Friday, August 7, 2009

The Mortgage Thing

Okay, this mortgage thing. We bought our house in 1999. Back in 1999, real estate wasn't terribly expensive in this area. As in, if both of us worked full-time just out of college, we could afford a decent house. So that was a positive.

Another positive is that I got a tidy sum of money from my mother. The whole boring explanation is that when my grandfather died, my mom and aunt sold his house, and they got something like $15,000 for it in 1982. My mom and aunt put that money in the stock market with me as the beneficiary with the intention of that being my college fund. It grew nicely during the years it was invested, and I never really used a whole lot of it for college (I skipped the first two years of college due to Running Start, and for the other 3 years I was in college, I lived pretty cheaply and went to an in-state school). She gave me what was left in the fund, so we had a nice downpayment. As a side note, this was actually awesome timing because the stock market kind of went in the crapper in 2000. Sell high.

Even with real estate not being that expensive at the time and having a nice downpayment, we had a mortgage. $975.23 was our monthly payment. Oh, the things I remember. It was probably only about 3 months into our homeowner experience that I amortized out our mortgage (the things I do for fun at the age of 21). And I realized that for every $500 we paid extra on our mortgage, we'd save something like 3 mortgage payments or something like $2,500 in interest. This was back in our extra lean days. We didn't have cable or cell phones, and we were buying a few sets of miniblinds (new houses don't come with window coverings) each paycheck.

Slowly we'd start to pay more and more extra each month. It was straight pennypinching and using any raises that came to us to pay even more off. And in 2004 (after 5 years of owning our house), we paid off the house. Toward the end, we probably emptied our savings account more than we should have, but our goal was to not have any debt. We accomplished it. It's got to be one of the most gratifying we ever did. We had a goal, we both bought into the goal, and we both worked for it. With perserverance, we got it.

Getting a new, bigger house is a constant lure for both of us. We like houses. We like space. We like plush carpet. We like interesting floor plans. But giving up our mortgage-free life would be soooo painful.
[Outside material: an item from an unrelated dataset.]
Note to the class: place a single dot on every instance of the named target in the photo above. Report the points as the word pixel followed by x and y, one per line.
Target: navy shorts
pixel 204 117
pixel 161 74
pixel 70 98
There is an article out there that mentions us. If you Google in quotation marks my first full name and hubby's first name plus our last name, you'll find it. If you need to know hubby's first name, it's on Facebook. So Google:

"_________ and __________ ___________"

Memo to world: If you're ever in an article that makes its way to the Internet, you might want to give your family a heads up.


Leigh Ann said...

Admiration admiration admiration!!!! WOW! That is just beyond fantastic!!! Debt free is my goal as well. I just wish I had made that goal as young as you did! I am SO ready to own a home...I just keep plugging away. I know it will happen!
I can't find the article. I would love to read it. Can you email a link to me on the side, please?

April said...

Umm, ditto everything that LA said.

So PROUD OF YOU!!! We are mortgage free at the moment and likewise debt free. Our mortgage was our only debt. But we are renting and will soon have another mortgage. This blog really makes me want to pour everything I have into buying a reasonably priced house and paying it off in 5 years!

Miss J's Mom said...

Not looking for admiration but thanks. :) Knowing that you would never be foreclosed on is kind of freeing.

Now if I could get my daughter to eat, THAT would deserve some admiration.